Dynamics of clusters of galaxies in the presence of dark energy: Virgo cluster
H. A. Harutyunian, E. H. Nikogosyan
TL;DR
The paper investigates whether dark energy–baryon energy exchange can drive expansion of galaxy clusters, challenging the standard virial equilibrium view. It proposes a statistical method to detect radial motions by exploiting brightness-depth effects and applies it to the Virgo cluster using published radial-velocity catalogs and a Dressler density map. Hierarchical clustering reveals subgroups within Virgo that align with density and velocity maxima, suggesting a single system with internal fragmentation.
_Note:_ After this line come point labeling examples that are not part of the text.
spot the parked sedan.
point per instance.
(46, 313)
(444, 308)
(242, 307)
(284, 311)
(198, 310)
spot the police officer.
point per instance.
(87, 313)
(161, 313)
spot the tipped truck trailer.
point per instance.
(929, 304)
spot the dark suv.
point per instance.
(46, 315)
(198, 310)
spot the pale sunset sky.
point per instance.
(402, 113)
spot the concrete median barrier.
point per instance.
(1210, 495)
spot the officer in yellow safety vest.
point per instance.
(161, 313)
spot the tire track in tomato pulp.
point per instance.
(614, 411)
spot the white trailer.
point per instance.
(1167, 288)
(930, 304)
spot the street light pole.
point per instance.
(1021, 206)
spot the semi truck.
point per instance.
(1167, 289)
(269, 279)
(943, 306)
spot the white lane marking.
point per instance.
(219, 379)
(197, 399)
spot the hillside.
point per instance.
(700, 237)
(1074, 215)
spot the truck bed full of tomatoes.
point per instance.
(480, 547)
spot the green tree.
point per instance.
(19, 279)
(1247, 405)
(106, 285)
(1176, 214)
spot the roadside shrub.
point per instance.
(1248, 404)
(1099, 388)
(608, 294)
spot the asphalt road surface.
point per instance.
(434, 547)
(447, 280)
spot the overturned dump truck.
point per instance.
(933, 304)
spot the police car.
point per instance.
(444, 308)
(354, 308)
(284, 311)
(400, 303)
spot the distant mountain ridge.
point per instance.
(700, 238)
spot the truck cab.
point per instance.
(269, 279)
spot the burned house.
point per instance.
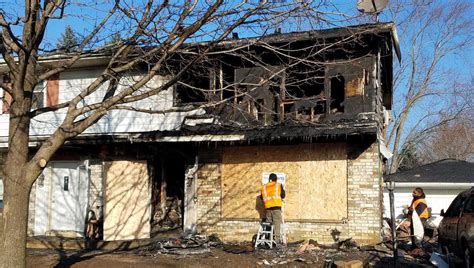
(310, 106)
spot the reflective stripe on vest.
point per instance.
(424, 214)
(271, 193)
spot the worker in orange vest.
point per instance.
(419, 205)
(272, 195)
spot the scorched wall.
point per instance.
(323, 202)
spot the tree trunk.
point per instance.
(15, 221)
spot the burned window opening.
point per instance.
(337, 94)
(38, 96)
(192, 88)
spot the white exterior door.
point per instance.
(61, 199)
(190, 197)
(42, 202)
(68, 210)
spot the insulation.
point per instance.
(127, 201)
(316, 180)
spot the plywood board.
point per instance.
(127, 201)
(316, 182)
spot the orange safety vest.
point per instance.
(424, 214)
(271, 193)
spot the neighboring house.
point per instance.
(319, 123)
(441, 181)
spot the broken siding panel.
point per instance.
(127, 201)
(316, 180)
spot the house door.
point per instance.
(42, 203)
(190, 199)
(69, 196)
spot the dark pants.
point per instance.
(415, 243)
(274, 217)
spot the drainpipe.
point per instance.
(391, 187)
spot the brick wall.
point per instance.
(364, 207)
(95, 191)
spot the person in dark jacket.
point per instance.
(419, 205)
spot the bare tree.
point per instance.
(432, 33)
(157, 33)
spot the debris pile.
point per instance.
(198, 244)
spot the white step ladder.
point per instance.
(265, 235)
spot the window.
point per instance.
(337, 94)
(38, 96)
(7, 98)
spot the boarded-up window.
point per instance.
(316, 180)
(52, 91)
(127, 201)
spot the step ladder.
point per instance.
(265, 235)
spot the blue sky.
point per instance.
(84, 15)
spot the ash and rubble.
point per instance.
(305, 252)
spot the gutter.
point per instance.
(435, 185)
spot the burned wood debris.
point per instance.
(192, 245)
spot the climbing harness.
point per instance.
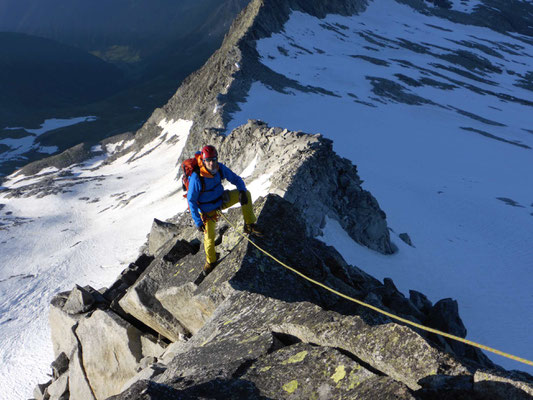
(406, 321)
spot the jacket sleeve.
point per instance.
(233, 177)
(195, 188)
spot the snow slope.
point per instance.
(85, 235)
(447, 154)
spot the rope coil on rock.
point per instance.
(378, 310)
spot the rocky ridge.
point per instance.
(251, 328)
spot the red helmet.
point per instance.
(209, 152)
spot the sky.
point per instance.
(454, 172)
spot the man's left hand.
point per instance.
(243, 197)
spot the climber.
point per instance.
(206, 197)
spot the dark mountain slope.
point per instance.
(37, 73)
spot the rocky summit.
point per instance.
(252, 328)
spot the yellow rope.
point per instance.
(406, 321)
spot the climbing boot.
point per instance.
(253, 230)
(208, 267)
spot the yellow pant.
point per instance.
(210, 224)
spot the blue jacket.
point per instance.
(211, 198)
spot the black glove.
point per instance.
(243, 197)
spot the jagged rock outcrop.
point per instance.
(304, 170)
(210, 95)
(253, 329)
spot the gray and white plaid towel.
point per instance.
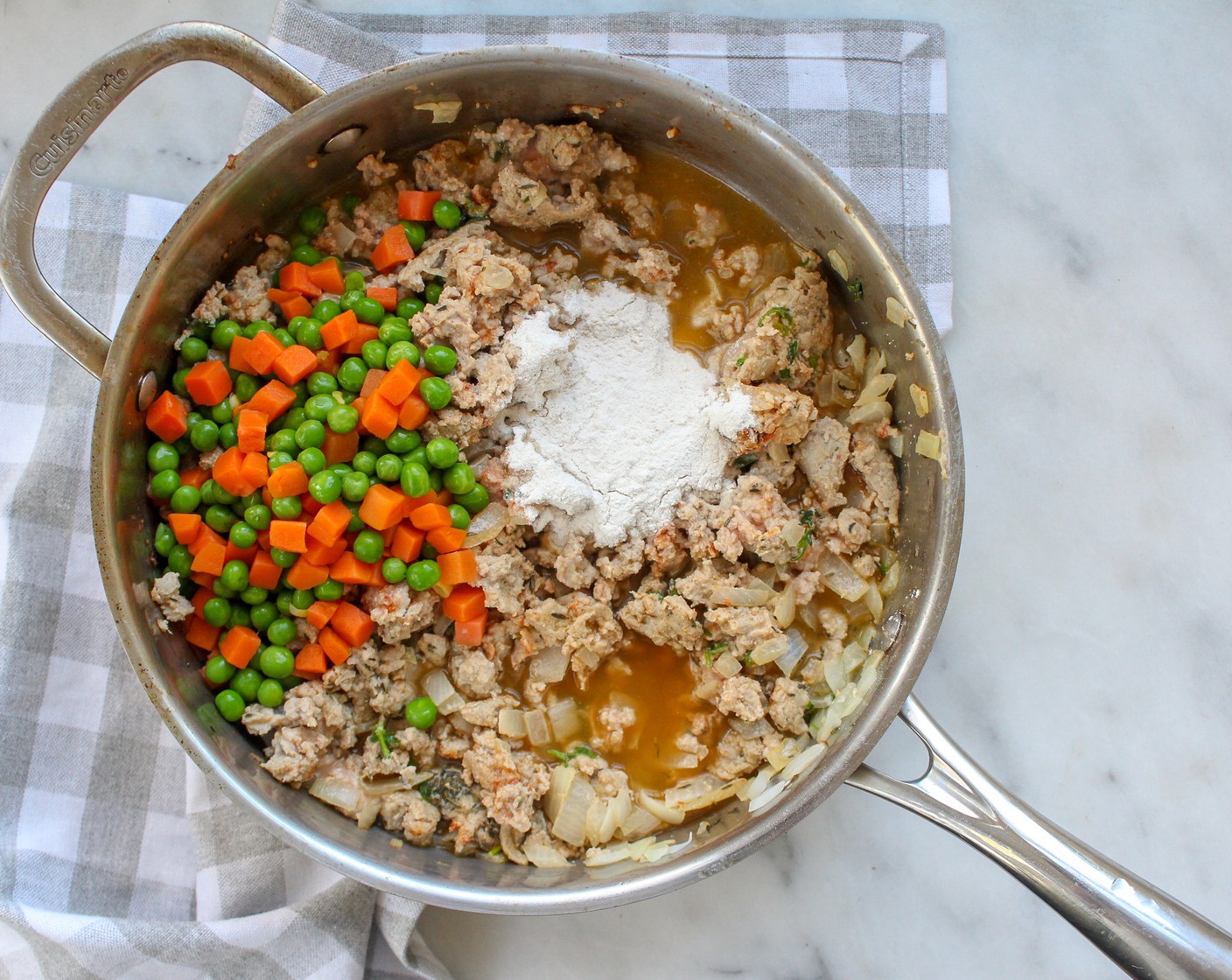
(117, 858)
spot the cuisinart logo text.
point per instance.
(78, 124)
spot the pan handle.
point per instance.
(68, 122)
(1144, 931)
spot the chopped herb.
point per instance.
(383, 738)
(785, 322)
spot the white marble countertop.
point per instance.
(1084, 657)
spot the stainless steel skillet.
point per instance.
(1142, 929)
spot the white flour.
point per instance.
(610, 424)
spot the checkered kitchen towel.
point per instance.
(117, 858)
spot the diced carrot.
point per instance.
(335, 648)
(289, 480)
(328, 275)
(355, 346)
(228, 471)
(239, 646)
(168, 418)
(289, 536)
(470, 632)
(385, 295)
(353, 624)
(392, 249)
(193, 477)
(329, 523)
(446, 539)
(413, 412)
(250, 430)
(383, 507)
(407, 542)
(350, 570)
(292, 308)
(185, 527)
(340, 329)
(429, 516)
(304, 575)
(340, 446)
(319, 612)
(293, 277)
(326, 555)
(207, 382)
(311, 662)
(256, 471)
(272, 398)
(264, 573)
(378, 416)
(416, 205)
(458, 567)
(465, 602)
(265, 350)
(201, 634)
(295, 364)
(210, 558)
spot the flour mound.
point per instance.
(610, 424)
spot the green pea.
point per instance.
(162, 456)
(329, 591)
(164, 540)
(312, 220)
(368, 546)
(245, 683)
(437, 392)
(305, 254)
(374, 354)
(402, 350)
(458, 479)
(351, 374)
(280, 633)
(216, 612)
(185, 500)
(393, 570)
(320, 382)
(234, 575)
(414, 480)
(416, 233)
(243, 534)
(229, 704)
(164, 485)
(326, 487)
(388, 467)
(218, 671)
(443, 452)
(224, 332)
(440, 359)
(343, 418)
(262, 615)
(422, 711)
(368, 310)
(193, 349)
(403, 440)
(270, 693)
(423, 575)
(312, 460)
(178, 560)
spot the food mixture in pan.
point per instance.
(528, 500)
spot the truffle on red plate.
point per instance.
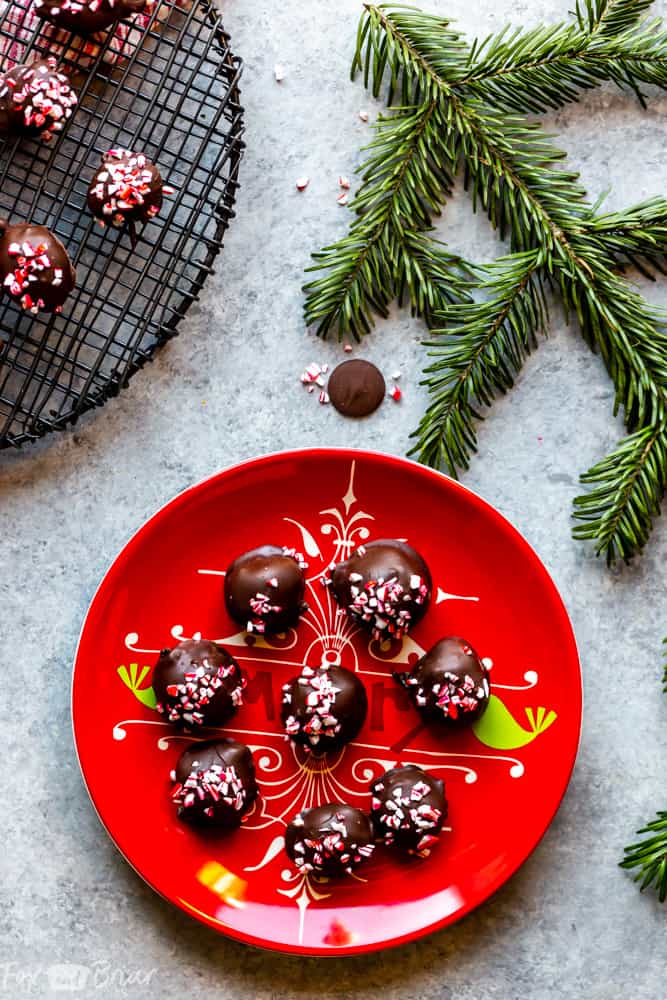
(385, 586)
(35, 268)
(35, 99)
(450, 684)
(214, 783)
(264, 588)
(408, 809)
(197, 683)
(332, 839)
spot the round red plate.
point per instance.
(504, 779)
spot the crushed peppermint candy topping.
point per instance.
(199, 687)
(41, 96)
(215, 784)
(314, 852)
(383, 602)
(123, 185)
(297, 556)
(319, 708)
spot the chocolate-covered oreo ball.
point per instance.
(127, 188)
(408, 809)
(88, 16)
(35, 99)
(331, 839)
(197, 683)
(323, 708)
(385, 586)
(35, 268)
(449, 684)
(214, 783)
(264, 588)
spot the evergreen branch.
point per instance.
(650, 856)
(478, 356)
(405, 179)
(629, 487)
(546, 67)
(609, 17)
(636, 236)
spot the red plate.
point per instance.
(504, 780)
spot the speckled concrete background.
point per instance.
(570, 924)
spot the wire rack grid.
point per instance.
(170, 90)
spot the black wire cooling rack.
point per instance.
(169, 89)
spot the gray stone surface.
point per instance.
(570, 924)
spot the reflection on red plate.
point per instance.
(504, 779)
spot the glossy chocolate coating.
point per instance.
(264, 588)
(331, 839)
(385, 586)
(214, 783)
(197, 683)
(323, 709)
(126, 188)
(450, 684)
(35, 99)
(356, 388)
(84, 17)
(408, 809)
(35, 268)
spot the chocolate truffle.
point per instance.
(214, 783)
(323, 709)
(449, 684)
(264, 588)
(385, 586)
(88, 16)
(408, 809)
(35, 268)
(356, 388)
(35, 99)
(197, 683)
(127, 188)
(330, 839)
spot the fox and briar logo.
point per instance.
(70, 977)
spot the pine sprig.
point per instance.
(479, 355)
(514, 171)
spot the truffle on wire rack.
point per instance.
(323, 709)
(35, 99)
(408, 809)
(264, 588)
(127, 188)
(332, 839)
(385, 586)
(35, 268)
(449, 684)
(214, 783)
(197, 683)
(85, 17)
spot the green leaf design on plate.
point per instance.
(497, 727)
(133, 678)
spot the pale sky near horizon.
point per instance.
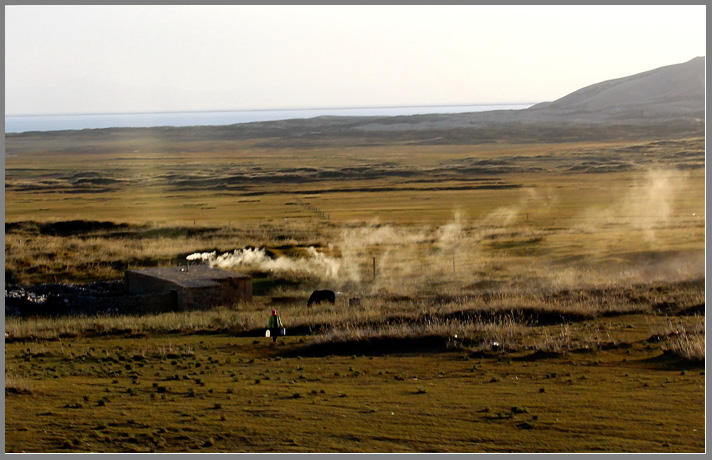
(137, 58)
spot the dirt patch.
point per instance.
(381, 346)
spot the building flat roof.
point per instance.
(190, 275)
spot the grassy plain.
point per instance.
(528, 297)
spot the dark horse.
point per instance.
(319, 296)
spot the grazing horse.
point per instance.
(319, 296)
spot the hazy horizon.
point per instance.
(96, 59)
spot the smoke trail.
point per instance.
(316, 263)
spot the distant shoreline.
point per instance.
(347, 107)
(63, 122)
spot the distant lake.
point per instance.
(23, 123)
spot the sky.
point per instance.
(141, 58)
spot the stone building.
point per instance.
(193, 287)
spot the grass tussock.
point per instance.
(684, 341)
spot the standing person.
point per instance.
(274, 325)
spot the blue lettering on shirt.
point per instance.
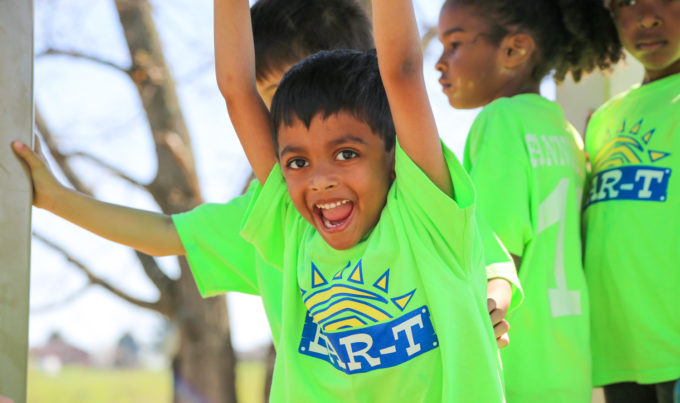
(632, 182)
(365, 349)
A key result is a positive correlation between subgroups' mean brightness and mean radial velocity, strengthening after removing an outlier, which the authors interpret as evidence of cluster-scale expansion driven by energy transfer from dark energy to baryons.
Abstract
It is shown that, owing to the interaction of baryonic matter with the carrier of dark energy, all configurations of baryonic matter acquire energy and inevitably must expand. This conclusion applies to all hierarchical levels of the baryonic universe, including galaxy clusters. We propose a simple statistical method for identifying possible radial motions of galaxies within clusters. To illustrate this method, we examined the structural features of the Virgo galaxy cluster and identified its substructure, comprising groups of galaxies of varying multiplicity. Galaxies in the substructure are somewhat brighter than those in the overall cluster, and each subgroup contains an active galaxy. Subgroups are considered to be the product of primordial ejections of matter from the central generator galaxy. It is shown that the average stellar magnitude of galaxies in subgroups positively correlates with their average velocity. This correlation can be interpreted as evidence of cluster expansion.